Geld oder gute Worte?

Was das alles mit Qualität der Medien zu tun hat? Siegfried Weischenberg wies darauf hin: Wenn von Qualität gesprochen wird, verstehen Journalisten oft "mehr Geld", die Verleger hingegen eher "gute Worte". Vieles, was unter dem Label "Qualitätssicherung" daherkommt, soll eigentlich Einsparungen bringen. In weiteren Vorträgen stellte Klaus Meier, Leiter des Studiengangs "Online-Journalismus" in Darmstadt, vor, wie die österreichische Presseagentur APA rationeller arbeiten will: Indem sie einen Newsdesk einrichtet und ihren Redaktionsraum zum Newsroom mit kürzeren Wegen umbaut.

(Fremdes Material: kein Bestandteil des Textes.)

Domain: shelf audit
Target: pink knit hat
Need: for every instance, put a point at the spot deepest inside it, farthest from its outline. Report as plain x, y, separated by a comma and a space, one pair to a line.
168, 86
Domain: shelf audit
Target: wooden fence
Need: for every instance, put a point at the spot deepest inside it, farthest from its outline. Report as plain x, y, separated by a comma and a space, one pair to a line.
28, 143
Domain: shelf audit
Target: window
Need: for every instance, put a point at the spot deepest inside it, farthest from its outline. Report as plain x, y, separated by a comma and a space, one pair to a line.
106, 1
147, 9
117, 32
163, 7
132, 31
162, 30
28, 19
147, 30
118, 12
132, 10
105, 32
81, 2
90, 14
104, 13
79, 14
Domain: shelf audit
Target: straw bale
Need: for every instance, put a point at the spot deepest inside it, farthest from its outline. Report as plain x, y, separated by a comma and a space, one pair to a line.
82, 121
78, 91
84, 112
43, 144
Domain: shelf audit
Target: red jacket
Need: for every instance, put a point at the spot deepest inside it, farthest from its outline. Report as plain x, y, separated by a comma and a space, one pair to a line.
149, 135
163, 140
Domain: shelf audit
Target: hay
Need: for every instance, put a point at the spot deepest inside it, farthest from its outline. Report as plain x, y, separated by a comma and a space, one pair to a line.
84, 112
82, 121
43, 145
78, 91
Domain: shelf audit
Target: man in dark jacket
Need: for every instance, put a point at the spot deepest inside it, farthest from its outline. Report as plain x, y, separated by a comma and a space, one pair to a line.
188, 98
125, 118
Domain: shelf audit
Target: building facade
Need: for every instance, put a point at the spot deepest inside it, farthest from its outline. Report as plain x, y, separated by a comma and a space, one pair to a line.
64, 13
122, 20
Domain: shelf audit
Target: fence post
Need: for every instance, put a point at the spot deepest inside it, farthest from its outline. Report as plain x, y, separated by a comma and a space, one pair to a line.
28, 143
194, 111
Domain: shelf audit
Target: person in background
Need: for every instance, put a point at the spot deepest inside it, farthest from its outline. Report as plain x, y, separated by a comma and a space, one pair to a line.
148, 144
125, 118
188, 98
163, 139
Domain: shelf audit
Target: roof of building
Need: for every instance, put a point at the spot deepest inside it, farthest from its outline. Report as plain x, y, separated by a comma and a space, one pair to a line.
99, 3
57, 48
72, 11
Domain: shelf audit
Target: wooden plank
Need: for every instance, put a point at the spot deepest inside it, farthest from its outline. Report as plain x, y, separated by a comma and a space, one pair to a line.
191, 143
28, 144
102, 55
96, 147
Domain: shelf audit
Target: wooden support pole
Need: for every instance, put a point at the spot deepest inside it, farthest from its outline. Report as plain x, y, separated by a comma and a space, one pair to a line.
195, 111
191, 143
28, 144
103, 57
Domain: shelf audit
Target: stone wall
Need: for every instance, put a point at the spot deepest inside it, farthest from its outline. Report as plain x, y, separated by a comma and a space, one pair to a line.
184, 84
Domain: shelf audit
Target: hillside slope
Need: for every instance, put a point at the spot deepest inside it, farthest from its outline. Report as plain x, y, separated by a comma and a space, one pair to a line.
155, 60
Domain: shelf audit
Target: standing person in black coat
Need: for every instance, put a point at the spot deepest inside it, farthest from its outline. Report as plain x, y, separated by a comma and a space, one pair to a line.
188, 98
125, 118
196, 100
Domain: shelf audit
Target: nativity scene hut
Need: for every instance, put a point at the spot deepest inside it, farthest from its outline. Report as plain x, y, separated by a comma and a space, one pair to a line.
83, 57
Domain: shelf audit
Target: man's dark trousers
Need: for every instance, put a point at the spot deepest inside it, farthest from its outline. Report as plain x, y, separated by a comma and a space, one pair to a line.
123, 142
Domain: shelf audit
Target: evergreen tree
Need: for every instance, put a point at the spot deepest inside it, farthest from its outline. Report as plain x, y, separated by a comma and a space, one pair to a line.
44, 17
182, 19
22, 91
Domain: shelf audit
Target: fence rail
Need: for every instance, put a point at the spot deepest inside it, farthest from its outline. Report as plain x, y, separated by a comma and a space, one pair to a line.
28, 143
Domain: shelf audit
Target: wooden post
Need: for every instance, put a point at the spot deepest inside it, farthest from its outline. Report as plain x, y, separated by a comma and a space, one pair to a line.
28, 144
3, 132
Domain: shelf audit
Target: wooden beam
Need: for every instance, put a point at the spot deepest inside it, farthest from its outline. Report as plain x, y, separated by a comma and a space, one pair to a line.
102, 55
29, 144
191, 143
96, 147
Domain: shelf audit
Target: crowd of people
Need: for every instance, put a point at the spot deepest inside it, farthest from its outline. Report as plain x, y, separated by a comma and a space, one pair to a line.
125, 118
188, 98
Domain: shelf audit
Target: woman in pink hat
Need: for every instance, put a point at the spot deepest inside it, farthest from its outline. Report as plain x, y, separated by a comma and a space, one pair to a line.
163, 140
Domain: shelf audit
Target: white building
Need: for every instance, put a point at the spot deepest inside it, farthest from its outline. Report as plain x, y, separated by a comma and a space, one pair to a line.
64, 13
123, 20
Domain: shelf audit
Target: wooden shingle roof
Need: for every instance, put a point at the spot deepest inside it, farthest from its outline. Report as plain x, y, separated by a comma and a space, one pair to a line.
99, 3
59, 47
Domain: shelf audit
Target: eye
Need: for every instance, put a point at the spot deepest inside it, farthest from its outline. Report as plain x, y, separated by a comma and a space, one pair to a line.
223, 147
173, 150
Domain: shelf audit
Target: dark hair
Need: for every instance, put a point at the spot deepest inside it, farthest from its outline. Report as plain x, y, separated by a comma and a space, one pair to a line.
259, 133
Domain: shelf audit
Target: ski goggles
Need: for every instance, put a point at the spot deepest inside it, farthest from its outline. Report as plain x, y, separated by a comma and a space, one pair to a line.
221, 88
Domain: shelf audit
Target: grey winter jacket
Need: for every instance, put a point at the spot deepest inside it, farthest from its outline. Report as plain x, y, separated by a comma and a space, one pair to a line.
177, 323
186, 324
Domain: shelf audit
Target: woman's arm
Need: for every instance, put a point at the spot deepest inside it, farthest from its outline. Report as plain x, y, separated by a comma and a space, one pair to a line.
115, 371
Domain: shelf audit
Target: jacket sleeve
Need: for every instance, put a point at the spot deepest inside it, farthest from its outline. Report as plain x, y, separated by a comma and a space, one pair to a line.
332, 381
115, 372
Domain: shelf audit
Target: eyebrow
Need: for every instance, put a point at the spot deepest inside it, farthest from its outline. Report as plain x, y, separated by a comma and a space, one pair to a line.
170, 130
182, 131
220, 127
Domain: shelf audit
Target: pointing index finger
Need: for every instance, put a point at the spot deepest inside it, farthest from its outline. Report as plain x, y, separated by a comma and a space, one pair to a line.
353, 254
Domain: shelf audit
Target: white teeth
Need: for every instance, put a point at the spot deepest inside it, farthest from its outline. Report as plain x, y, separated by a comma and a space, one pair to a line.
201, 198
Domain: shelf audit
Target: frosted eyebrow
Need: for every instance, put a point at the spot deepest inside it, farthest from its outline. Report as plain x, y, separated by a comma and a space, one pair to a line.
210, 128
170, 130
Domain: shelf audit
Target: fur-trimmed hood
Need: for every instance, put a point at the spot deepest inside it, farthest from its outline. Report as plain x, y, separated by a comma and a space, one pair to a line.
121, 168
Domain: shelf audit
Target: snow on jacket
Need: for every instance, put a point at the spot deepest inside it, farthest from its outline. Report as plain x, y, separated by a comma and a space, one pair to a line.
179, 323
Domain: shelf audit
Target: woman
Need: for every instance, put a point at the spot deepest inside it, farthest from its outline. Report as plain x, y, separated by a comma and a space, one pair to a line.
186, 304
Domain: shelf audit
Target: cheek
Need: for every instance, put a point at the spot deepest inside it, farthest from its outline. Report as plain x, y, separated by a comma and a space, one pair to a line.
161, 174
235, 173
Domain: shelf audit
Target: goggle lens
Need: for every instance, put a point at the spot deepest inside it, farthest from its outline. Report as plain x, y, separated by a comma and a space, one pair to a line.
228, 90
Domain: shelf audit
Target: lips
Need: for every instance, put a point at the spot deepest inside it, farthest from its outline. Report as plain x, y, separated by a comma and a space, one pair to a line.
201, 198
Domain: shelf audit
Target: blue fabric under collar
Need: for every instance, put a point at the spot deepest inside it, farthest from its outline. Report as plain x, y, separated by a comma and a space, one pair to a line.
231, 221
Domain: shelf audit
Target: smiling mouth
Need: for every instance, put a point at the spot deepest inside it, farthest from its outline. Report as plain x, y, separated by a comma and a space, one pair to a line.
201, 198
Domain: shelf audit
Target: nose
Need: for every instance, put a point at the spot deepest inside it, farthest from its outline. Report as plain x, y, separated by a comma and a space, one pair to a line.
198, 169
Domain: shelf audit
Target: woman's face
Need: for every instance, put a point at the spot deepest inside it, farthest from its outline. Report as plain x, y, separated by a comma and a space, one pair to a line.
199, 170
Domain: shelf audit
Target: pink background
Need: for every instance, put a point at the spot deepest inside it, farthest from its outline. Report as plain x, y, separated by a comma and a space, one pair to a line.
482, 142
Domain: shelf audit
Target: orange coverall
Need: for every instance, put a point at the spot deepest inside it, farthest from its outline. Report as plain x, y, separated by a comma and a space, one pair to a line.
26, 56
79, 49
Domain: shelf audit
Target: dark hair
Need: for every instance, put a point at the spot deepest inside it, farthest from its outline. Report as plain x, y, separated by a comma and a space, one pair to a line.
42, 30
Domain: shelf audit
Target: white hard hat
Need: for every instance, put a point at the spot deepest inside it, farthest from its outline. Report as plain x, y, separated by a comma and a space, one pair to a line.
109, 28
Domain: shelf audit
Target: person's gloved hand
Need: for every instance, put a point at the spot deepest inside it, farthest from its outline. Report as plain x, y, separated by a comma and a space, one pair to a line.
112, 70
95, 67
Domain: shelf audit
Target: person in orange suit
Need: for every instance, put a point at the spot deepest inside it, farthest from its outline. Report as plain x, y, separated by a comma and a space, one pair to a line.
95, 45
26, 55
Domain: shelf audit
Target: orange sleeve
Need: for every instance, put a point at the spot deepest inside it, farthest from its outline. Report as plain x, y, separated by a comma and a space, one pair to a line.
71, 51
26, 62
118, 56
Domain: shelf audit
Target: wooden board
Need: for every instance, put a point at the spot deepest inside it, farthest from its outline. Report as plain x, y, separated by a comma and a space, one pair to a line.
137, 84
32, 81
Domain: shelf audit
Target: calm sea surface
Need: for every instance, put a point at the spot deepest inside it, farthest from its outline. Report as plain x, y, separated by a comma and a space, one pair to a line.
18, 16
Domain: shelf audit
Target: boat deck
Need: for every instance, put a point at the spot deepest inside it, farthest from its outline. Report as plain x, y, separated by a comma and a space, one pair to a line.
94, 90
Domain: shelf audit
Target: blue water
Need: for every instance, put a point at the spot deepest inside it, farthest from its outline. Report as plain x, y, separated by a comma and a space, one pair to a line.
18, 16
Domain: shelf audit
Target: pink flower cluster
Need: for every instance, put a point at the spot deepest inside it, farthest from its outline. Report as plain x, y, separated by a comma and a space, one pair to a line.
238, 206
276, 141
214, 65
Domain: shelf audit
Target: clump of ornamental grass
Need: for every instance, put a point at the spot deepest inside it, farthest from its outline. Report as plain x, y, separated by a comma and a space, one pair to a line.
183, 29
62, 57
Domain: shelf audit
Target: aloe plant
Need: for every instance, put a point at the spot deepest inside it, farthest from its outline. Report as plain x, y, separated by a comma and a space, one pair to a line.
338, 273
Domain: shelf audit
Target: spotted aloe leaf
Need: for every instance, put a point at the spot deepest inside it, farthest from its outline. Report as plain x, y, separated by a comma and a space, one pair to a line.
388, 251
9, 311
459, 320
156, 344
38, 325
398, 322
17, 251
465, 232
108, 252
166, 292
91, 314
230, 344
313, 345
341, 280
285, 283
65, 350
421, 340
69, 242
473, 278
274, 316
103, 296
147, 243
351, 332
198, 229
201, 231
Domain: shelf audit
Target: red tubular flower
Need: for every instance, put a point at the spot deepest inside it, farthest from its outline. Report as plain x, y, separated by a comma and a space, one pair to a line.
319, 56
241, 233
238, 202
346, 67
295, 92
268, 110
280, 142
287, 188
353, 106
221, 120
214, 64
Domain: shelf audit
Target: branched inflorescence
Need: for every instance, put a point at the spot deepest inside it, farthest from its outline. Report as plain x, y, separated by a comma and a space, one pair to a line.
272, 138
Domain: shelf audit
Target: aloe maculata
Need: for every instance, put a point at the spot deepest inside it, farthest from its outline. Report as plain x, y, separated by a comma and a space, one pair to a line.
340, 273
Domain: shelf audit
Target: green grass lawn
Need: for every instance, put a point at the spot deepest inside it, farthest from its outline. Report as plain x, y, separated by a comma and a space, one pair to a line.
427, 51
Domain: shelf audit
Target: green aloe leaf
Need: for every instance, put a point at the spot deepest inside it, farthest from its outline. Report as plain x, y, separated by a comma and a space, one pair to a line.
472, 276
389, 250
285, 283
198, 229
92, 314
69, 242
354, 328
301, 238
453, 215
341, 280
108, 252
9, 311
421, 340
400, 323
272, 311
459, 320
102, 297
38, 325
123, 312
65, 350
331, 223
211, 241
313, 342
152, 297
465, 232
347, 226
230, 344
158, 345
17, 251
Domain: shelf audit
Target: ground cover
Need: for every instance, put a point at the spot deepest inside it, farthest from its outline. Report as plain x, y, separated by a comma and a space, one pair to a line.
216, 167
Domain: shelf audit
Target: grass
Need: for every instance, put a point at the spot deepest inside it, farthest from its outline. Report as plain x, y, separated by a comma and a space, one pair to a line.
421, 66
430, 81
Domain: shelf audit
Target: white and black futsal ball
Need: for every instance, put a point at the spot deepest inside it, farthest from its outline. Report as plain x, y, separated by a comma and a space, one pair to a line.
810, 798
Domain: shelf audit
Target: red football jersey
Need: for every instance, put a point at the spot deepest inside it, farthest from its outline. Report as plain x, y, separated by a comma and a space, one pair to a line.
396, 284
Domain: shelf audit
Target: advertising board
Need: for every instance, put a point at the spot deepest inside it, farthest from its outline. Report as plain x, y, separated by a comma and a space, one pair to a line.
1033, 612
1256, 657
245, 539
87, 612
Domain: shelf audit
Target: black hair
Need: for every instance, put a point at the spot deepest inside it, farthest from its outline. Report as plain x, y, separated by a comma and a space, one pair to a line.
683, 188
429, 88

Dass ausgerechnet die Online-Redaktionen, obwohl personell am geringsten besetzt, den meisten Output im trimedialen Konzert Print-Online-TV liefern, hat Wiebke Loosen bei einer vergleichenden Untersuchung von Spiegel, Stern und Focus herausgefunden. Andrea Sellmann und Volker Gehrau verglichen klassische Fernsehteams und Videojournalisten (VJs) bei der Arbeit und fanden heraus, dass die gestalterische Qualität bei den VJ-Einzelkämpfern höher ist als bei den Teams.

Die Medienwissenschaften gaben sich also recht praxisnah auf der Tagung der Deutschen Gesellschaft für Publizistik- und Kommunikationswissenschaften. Trotzdem hatten die Praktiker, die zum Abschluss der Tagung zum Round-Table-Gespräch gebeten wurden, noch einen Seitenhieb für sie bereit: Fast alle Medienmanager, die hier Rede und Antwort standen, vom NDR-Kulturchef über den dpa-Chef bis zum Musikmanager, hatten keine einschlägige Ausbildung, oft ihr Studium abgebrochen, waren als Quereinsteiger erfolgreich. Es geht offenbar doch nichts darüber, einfach hinzugehen und mit den Leuten zu reden.